LNG Canada Raises Bar for Gulf Coast Projects



LNG Canada Raises Bar for Gulf Coast Projects
It could become harder to justify US Gulf Coast greenfield LNG proposals.

Now that Shell and its partners in the $31 billion LNG Canada project have decided to proceed with the investment on Canada’s West Coast, it could become more difficult to make the economic case for greenfield LNG export proposals on the U.S. Gulf Coast.

A major reason why, say analysts interviewed by Rigzone, is the difference in shipping costs to Asia from British Columbia versus facilities on the Texas and Louisiana coasts. While LNG carriers from British Columbia would enjoy a straight shot to Asian markets, vessels departing U.S. Gulf Coast terminals do not enjoy direct access to the Pacific Ocean.

“There are no choke or strategic shipping points in this route such as the Panama Canal, straits of Hormuz and the straits of Malacca,” said Madeline Jowdy, senior director of global gas and LNG analysis with S&P Global Platts, adding that Asia is home to three-quarters of the global LNG market.

“West Coast Canada is the closest non-Asian supplier to the north Asian demand centers of China, Japan and Korea,” said Jowdy. “Shipping costs are a critical factor in LNG due to boil off costs. During periods of global gas price convergence, the lower shipping costs are a critical factor in producing the marginal cargo.”

Jowdy added that the trade war between the United States and China – specifically, perceptions about the political risk of supplying U.S.-sourced LNG to China – could dampen the prospects for some next-generation Gulf Coast projects.

“China will account for roughly 35 percent of total demand growth over the next five years and, at this point, they are under-contracted,” Jowdy noted.

The final investment decision for LNG Canada marks a dramatic shift for Canada’s budding LNG sector, noted Jason Feer, global head of business intelligence with Poten & Partners.

“A year, year-and-a-half ago, the Canadian projects all looked very troubled,” Feer said, citing challenges such as high pipeline costs to carry natural gas from wellsites to the coast and controversies tied to transiting land owned by First Nations. “They were all vexing issues for the project developers.”

Feer noted that there’s now a stronger likelihood that other Western Canada LNG proposals will win final approval as well.

“For Canada, I think it’s a big deal,” said Feer, pointing out that Canada’s gas export options are now limited to its southern neighbor – where domestic gas production has risen dramatically. “I think this gives them a good way of continuing to export.”

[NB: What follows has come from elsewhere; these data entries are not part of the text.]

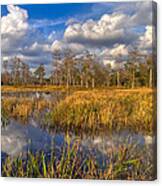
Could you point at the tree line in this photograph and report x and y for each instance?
(82, 71)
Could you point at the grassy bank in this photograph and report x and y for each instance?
(115, 109)
(128, 162)
(91, 109)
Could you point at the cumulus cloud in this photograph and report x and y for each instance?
(117, 50)
(108, 30)
(146, 40)
(62, 46)
(19, 39)
(14, 26)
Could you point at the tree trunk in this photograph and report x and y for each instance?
(133, 79)
(150, 78)
(118, 79)
(87, 85)
(93, 83)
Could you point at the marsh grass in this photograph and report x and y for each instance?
(128, 162)
(110, 109)
(23, 108)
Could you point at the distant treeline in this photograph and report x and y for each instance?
(83, 71)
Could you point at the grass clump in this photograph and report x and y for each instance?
(128, 162)
(111, 109)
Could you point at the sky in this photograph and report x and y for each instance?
(108, 30)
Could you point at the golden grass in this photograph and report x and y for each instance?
(129, 163)
(114, 109)
(32, 88)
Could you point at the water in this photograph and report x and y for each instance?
(17, 138)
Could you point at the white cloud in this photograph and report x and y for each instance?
(108, 30)
(63, 46)
(146, 40)
(14, 26)
(118, 49)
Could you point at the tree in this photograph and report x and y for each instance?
(40, 73)
(25, 73)
(5, 74)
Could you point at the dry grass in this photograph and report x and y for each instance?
(114, 109)
(128, 163)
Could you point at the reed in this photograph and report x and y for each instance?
(127, 162)
(111, 109)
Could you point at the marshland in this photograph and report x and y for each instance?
(78, 110)
(99, 134)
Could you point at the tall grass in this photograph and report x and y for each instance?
(128, 162)
(111, 109)
(23, 108)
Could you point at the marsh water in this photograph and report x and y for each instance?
(17, 138)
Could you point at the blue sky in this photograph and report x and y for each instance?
(34, 32)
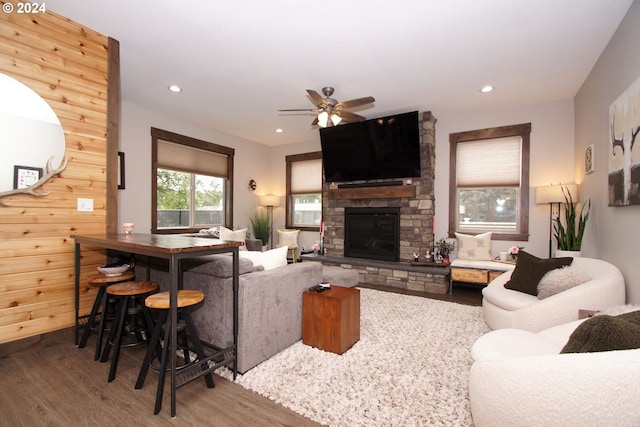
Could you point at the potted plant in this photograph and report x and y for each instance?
(261, 226)
(569, 236)
(445, 248)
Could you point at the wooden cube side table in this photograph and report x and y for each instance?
(331, 319)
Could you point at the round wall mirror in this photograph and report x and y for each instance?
(31, 137)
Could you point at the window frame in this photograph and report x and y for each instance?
(159, 134)
(290, 159)
(524, 132)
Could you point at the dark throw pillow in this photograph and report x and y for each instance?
(605, 333)
(530, 269)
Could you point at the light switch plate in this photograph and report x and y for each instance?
(85, 205)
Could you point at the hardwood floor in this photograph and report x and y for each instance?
(50, 382)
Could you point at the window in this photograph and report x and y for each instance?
(304, 191)
(192, 183)
(489, 182)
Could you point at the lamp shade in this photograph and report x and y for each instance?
(554, 194)
(269, 200)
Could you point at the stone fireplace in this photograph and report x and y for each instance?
(414, 201)
(372, 233)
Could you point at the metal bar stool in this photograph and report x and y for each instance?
(187, 299)
(101, 281)
(129, 295)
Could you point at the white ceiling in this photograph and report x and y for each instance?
(240, 61)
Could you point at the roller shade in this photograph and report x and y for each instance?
(306, 176)
(191, 160)
(476, 162)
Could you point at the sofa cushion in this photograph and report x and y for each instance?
(269, 259)
(530, 269)
(559, 280)
(476, 248)
(605, 333)
(218, 265)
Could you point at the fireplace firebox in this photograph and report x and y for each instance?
(372, 233)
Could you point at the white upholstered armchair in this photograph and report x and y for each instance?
(506, 308)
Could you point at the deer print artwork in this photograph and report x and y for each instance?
(624, 161)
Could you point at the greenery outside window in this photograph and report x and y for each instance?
(192, 183)
(304, 191)
(489, 182)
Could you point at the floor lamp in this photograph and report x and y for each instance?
(553, 195)
(270, 201)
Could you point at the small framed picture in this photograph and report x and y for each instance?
(589, 165)
(25, 176)
(121, 184)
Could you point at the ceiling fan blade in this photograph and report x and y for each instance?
(355, 102)
(313, 110)
(350, 117)
(317, 98)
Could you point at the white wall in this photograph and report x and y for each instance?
(551, 161)
(613, 233)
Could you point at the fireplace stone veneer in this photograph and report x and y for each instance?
(415, 202)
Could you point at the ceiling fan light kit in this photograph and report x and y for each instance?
(330, 111)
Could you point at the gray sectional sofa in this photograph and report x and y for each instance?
(269, 303)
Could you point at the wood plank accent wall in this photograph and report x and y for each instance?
(70, 67)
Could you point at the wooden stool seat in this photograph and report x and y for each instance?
(138, 287)
(99, 309)
(130, 302)
(186, 298)
(103, 279)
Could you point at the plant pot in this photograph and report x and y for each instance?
(574, 254)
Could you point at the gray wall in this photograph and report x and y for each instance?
(613, 232)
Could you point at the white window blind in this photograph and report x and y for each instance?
(191, 160)
(306, 176)
(489, 163)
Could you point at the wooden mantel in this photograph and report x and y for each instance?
(373, 192)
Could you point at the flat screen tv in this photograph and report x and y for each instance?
(386, 147)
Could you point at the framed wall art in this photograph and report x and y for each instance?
(624, 155)
(25, 176)
(589, 165)
(121, 182)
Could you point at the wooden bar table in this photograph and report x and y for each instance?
(172, 248)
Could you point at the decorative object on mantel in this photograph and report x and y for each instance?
(553, 195)
(445, 248)
(624, 125)
(569, 236)
(513, 251)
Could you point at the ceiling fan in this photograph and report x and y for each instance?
(330, 111)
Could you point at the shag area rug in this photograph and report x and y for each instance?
(410, 367)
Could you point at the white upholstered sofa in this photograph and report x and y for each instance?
(518, 378)
(507, 308)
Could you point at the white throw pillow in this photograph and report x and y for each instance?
(288, 238)
(270, 259)
(474, 248)
(560, 279)
(234, 236)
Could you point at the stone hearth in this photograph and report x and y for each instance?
(416, 203)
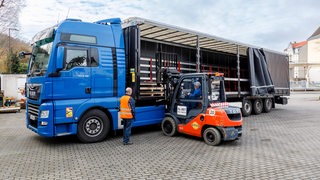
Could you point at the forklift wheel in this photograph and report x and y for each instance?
(212, 136)
(169, 126)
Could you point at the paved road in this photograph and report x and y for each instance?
(283, 144)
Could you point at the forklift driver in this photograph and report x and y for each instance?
(196, 94)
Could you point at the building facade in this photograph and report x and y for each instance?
(304, 60)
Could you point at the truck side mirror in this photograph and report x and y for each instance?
(60, 58)
(22, 55)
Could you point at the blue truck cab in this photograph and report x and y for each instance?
(76, 75)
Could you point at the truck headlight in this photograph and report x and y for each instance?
(44, 114)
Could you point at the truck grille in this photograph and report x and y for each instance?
(33, 113)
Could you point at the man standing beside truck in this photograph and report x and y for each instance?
(127, 106)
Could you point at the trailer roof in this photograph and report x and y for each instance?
(155, 31)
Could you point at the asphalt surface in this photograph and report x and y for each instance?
(282, 144)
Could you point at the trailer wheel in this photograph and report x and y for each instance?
(94, 126)
(212, 136)
(246, 108)
(267, 105)
(257, 106)
(169, 126)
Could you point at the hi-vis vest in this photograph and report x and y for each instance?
(125, 109)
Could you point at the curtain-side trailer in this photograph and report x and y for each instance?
(255, 79)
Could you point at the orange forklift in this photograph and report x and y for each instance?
(196, 105)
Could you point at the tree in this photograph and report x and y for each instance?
(9, 14)
(9, 18)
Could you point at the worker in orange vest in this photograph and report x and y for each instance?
(127, 114)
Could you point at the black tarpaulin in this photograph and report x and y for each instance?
(260, 79)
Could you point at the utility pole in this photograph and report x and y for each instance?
(9, 48)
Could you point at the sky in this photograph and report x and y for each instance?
(270, 24)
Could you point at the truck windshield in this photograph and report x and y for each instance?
(214, 95)
(40, 58)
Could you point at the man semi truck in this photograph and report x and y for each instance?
(78, 71)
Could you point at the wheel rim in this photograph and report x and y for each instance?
(268, 103)
(167, 127)
(93, 127)
(210, 137)
(259, 106)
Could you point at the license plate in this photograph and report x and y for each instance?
(32, 117)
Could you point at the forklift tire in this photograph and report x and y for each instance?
(212, 136)
(246, 108)
(169, 126)
(267, 105)
(94, 126)
(257, 106)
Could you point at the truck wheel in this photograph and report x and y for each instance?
(267, 105)
(246, 108)
(212, 136)
(169, 126)
(257, 106)
(94, 126)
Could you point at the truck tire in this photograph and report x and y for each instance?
(257, 106)
(246, 108)
(169, 126)
(267, 105)
(212, 136)
(94, 126)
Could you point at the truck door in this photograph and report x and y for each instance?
(74, 81)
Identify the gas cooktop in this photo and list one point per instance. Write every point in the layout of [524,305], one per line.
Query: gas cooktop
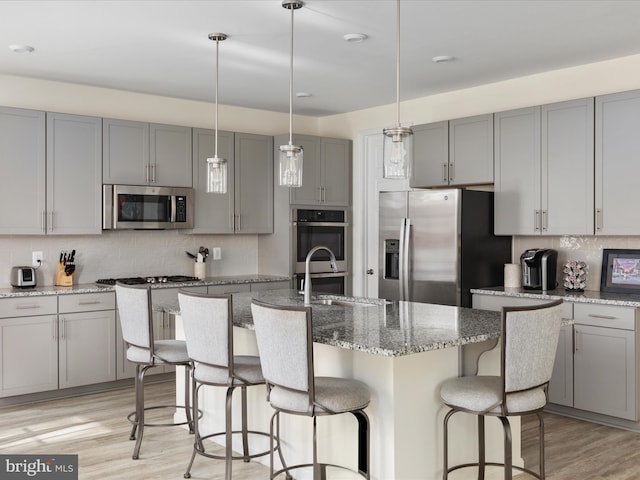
[150,280]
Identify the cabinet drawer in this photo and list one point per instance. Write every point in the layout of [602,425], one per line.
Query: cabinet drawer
[28,306]
[87,302]
[605,316]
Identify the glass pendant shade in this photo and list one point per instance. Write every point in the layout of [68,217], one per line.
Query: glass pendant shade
[290,174]
[397,154]
[216,175]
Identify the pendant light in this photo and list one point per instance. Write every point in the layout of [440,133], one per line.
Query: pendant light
[398,147]
[216,166]
[290,173]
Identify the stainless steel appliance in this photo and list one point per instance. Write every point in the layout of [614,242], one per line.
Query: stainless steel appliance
[144,207]
[435,245]
[539,266]
[329,228]
[23,277]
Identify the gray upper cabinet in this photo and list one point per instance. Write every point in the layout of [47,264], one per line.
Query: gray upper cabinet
[326,171]
[49,172]
[247,207]
[74,170]
[544,169]
[22,157]
[138,153]
[454,152]
[617,163]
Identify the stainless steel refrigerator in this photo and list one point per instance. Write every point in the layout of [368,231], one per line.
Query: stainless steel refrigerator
[435,245]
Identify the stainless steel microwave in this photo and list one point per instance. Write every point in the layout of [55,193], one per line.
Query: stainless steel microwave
[145,207]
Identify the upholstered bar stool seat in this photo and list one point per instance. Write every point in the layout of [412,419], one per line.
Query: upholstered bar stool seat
[208,329]
[285,344]
[136,320]
[528,345]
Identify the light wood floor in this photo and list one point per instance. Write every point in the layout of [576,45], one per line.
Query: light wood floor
[95,428]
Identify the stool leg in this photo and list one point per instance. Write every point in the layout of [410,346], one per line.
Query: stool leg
[482,460]
[508,460]
[245,434]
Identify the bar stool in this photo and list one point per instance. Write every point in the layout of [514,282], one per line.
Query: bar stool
[528,347]
[285,343]
[136,320]
[208,329]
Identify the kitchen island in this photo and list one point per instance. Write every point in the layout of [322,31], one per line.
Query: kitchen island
[403,351]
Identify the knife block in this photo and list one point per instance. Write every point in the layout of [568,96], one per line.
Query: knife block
[61,279]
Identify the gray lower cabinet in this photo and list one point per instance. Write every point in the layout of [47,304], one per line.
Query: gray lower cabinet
[87,339]
[453,152]
[561,385]
[23,182]
[616,167]
[28,345]
[605,360]
[544,169]
[247,207]
[326,171]
[139,153]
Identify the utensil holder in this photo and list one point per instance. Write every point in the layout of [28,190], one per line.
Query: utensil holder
[61,279]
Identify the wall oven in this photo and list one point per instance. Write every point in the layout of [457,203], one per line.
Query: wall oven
[321,227]
[145,207]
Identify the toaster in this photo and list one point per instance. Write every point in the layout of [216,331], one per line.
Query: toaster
[23,277]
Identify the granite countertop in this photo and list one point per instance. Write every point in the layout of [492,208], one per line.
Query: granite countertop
[588,296]
[94,288]
[376,326]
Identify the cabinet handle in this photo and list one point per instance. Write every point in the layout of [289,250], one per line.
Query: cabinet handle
[606,317]
[27,307]
[598,219]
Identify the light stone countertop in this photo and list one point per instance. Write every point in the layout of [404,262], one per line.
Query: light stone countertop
[376,326]
[94,288]
[588,296]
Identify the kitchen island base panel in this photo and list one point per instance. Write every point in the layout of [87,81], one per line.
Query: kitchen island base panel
[405,413]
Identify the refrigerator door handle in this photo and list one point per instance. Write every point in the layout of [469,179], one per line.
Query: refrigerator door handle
[404,258]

Acknowledging that project development costs tend to be higher in Canada compared to the United States, Feer noted that Western Canada’s LNG shipping cost advantage – no canals to transit – serves as an offset.

“Gas in Western Canada should be quite competitive,” said Feer. “I think it’s a real challenge to Gulf Coast greenfield projects that go to final investment decision. They need to be able to cut costs to overcome that shipping cost advantage.”